R. Glenn Cummins, Ph.D., is a professor of Journalism and Creative Media Industries at Texas Tech University. His research interests fall under the umbrella of media psychology and examine audience response to and processing of media as a function of message content, structure, and individual characteristics. His research has employed a variety of novel measurement approaches to studying individual cognitive and emotional processing of media messages, including psychophysiology, eye tracking, continuous response measurement, and more. He formerly served as Associate Dean for Research and Grants in the College of Media & Communication at Texas Tech where he helped grow the College’s sponsored research goals and facilitate interdisciplinary collaborations between communication scholars and partners across and beyond the university. He has been part of research teams sponsored by the NSF and USDA.

Lyombe Eko

(author)
Professor in Journalism & Creative Media Industries at Texas Tech University

Lyombe Eko, Ph.D., is a professor in the College of Media & Communication, Texas Tech University. His areas of research and teaching are comparative and international communication studies, as well as comparative information and communication technology law, policy, and ethics, with a focus on Africa, the European Union, the United States, France and the UK. He also studies visual communication, human rights, and freedom of expression. He has published award-winning books on comparative international communication law and policy. He has also published numerous, widely cited articles in international law review and media studies journals. He has been an associate professor, Director of Graduate Studies, and Director of the African Studies Program at the University of Iowa. He has also taught at the University of Maine, Orono. He earned his Ph.D. in Journalism from Southern Illinois University at Carbondale.
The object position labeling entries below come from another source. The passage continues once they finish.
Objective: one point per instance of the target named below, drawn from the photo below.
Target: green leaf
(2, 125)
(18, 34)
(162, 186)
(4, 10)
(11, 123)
Before his academic career, he was a journalist at Cameroon Radio and Television (CRTV), and an editor/translator, at the African Broadcasting Union (URTNA) in Nairobi, Kenya.

Kerk F. Kee

(author)
Associate Professor in Professional Communication at Texas Tech University

Kerk F. Kee, Ph.D., is Professor in the College of Media & Communication at Texas Tech University. His research primarily focuses on information diffusion and innovation adoption in scientific organizations, and secondarily in health communities and pro-environmental societies. Broadly speaking, his research interests lie at the intersection of information dissemination, technology use, and scientific work. Besides the National Science Foundation (NSF) funded research co-authored with colleagues in this book on predatory publishing, he is also working on an NSF project looking at designing an AI-driven platform and chatbot with algorithms to filter COVID-19 related publications based on different levels of evidence (e.g., meta-analyses vs. randomized controlled trials vs. editorials/expert opinions without empirical support), in order to help clinicians and medical professionals screen and rank a large amount of (mis/dis)information on COVID-19, a data deluge problem that became overwhelming during the pandemic. Kee received his Ph.D. in organizational communication from the University of Texas at Austin.